Cumhurbaşkanı Recep Tayyip Erdoğan, “İletişim teknolojilerinin yaygınlaşmasıyla birlikte bilgiye, habere ulaşmak kolaylaşırken, insanların hakikatle bağı ise giderek zayıflıyor.” dedi.
Erdoğan, İslam İşbirliği Teşkilatı (İİT) 12. Enformasyon Bakanları Konferansı kapsamında Mecidiye Kasrı’nda düzenlenen programda iştirakçileri selamladı.
İslam dünyasına da selam gönderen Erdoğan, 12. Enformasyon Bakanları Konferansı’nın iştirakçilerini Türkiye’de ağırlamaktan büyük bir memnuniyet duyduğunu söyledi.
Konferansın, başta İslam ümmeti olmak üzere tüm insanlık için hayırlara vesile olmasını Allah’tan niyaz eden Erdoğan, “Rabb’im birliğimizi, beraberliğimizi ve muhabbetimizi daim eylesin. Bu yılki konferansın ana temasını ‘Hakikat ötesi çağda dezenformasyon ve İslamofobi ile mücadele’ teşkil ediyor. Müslümanların yanında tüm insanları da etkileyen bu iki temel sorunun gündeme alınmasını son derece isabetli buluyorum.
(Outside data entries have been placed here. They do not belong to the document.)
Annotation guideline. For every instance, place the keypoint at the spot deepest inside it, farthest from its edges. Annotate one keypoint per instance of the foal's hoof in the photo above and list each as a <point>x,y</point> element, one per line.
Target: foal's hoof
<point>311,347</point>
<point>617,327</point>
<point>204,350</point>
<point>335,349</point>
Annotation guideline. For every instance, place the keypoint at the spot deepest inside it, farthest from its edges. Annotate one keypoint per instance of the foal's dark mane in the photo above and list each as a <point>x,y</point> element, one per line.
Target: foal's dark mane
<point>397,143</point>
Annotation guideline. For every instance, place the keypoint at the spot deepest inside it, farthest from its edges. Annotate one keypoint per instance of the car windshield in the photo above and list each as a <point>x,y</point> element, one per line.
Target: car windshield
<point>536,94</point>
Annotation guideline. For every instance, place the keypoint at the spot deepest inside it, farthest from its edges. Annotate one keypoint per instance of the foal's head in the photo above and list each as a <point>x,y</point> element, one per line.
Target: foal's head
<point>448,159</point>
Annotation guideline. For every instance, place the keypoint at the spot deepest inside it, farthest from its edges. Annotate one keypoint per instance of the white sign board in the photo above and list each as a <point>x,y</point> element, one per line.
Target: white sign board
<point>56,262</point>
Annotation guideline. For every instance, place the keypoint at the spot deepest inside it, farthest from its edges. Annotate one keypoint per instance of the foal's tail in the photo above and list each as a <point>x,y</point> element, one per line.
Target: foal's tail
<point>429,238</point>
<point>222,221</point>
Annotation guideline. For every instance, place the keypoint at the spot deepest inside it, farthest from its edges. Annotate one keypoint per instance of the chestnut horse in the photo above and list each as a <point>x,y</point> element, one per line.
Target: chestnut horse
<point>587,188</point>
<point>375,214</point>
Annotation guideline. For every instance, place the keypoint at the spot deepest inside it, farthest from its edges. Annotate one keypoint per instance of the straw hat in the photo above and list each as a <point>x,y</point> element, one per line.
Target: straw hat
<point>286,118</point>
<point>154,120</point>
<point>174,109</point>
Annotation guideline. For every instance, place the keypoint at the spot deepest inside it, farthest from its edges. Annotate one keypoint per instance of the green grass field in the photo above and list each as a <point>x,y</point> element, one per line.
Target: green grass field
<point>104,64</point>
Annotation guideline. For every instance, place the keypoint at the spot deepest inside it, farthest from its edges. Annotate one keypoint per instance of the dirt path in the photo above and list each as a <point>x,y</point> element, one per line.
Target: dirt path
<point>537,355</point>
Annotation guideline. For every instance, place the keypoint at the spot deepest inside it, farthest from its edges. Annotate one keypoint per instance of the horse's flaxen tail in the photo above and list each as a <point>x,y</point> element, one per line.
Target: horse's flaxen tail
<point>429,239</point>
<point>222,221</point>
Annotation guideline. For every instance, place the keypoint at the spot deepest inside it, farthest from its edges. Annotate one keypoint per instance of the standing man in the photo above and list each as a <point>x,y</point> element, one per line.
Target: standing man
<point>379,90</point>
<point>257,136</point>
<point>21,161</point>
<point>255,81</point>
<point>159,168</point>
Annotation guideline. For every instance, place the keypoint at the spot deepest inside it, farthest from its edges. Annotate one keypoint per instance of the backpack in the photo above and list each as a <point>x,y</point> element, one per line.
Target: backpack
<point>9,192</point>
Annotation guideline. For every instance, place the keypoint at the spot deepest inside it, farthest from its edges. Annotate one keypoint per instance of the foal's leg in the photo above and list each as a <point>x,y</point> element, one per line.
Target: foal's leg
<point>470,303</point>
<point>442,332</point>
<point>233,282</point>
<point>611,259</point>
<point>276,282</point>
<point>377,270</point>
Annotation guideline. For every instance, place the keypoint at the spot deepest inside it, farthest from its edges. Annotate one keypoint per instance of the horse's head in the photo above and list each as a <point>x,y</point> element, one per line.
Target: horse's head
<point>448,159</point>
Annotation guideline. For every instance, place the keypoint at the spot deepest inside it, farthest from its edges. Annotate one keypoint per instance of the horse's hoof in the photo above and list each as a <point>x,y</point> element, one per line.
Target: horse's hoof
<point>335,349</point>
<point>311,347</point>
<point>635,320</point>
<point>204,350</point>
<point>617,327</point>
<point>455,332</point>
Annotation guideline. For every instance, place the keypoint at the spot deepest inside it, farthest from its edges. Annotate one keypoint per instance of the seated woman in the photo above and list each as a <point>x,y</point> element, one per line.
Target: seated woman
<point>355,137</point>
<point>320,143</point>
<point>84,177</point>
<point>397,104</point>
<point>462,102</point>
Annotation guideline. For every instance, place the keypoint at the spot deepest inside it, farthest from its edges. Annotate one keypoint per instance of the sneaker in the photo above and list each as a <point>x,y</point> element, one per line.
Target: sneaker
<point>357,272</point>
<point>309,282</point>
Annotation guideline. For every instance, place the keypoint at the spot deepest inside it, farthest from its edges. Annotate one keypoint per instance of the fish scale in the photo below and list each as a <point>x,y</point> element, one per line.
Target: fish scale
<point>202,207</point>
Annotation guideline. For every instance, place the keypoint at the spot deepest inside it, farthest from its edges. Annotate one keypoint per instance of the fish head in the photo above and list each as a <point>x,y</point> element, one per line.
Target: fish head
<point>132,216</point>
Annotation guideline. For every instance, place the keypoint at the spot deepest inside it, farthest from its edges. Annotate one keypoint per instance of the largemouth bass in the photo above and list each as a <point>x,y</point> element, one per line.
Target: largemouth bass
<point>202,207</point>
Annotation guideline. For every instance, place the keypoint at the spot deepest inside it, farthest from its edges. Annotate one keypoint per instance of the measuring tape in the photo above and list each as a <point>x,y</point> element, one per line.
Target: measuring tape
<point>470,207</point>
Bedelli fikirleriyle konferansa katkı sunan, içeriğini zenginleştiren, bizlerin yolunu ve ufkunu aydınlatan tüm kardeşlerime teşekkür ediyorum.” tabirlerini kullandı.
Hucurat Müddeti’nin 6’ncı ayetinde Allah’ın mealen, “Ey iman edenler, şayet fasık bir kimse size bir haber getirirse gerçek olup olmadığını araştırın, yoksa bir topluma cahilce kötülük edersiniz de sonra yaptığınız şeye pişman olursunuz.” dediğini vurgulayan Erdoğan, “Evet görüldüğü üzere inancımız yalnızca habere değil, haberin kaynağına, kimden geldiğine ve hangi gayeyle getirildiğine de dikkat etmemiz gerektiğini emrediyor.” değerlendirmesini yaptı.
Erdoğan, rastgele bir hususta karar almadan yahut harekete geçmeden evvel haberi taşıyanın, yazanın ve konuşanın düzgün araştırılmasının tavsiye edildiğine dikkati çekti.
Yaşadığımız devri “iletişim çağı” olarak tanımlayan ve bu çağda bu ilahi tavsiyelerin ne kadar hayati kıymete haiz olduğunu herkesin şahsen deneyim ettiğini anlatan Erdoğan, şöyle konuştu:
“İletişim teknolojilerinin yaygınlaşmasıyla birlikte bilgiye, habere ulaşmak kolaylaşırken, insanların hakikatle bağı ise giderek zayıflıyor. Haber kaynaklarının çeşitlenmesi, medyanın, bilhassa toplumsal medyanın günlük hayatımızda daha fazla yer edinmeye başlaması, pek çok avantaj yanında beraberinde hayati riskleri de getirmektedir. Bilgi kirliliği ve dezenformasyon, bu tehditlerden en fazla öne çıkanlardır. Maalesef bugün palavra, geçersiz ve çarpıtılmış haberler sebebiyle dünyada milyonlarca insan mağduriyet yaşamaktadır. Hiçbir sonun, ahlakın, etik bedelin, otokontrolün olmadığı bu mecralar bir bağlantı aracı olmaktan çok, insanları düşmanlaştıran, kutuplaşmayı artıran, nefret ateşini körükleyen birer operasyon aygıtına dönüşmüştür.”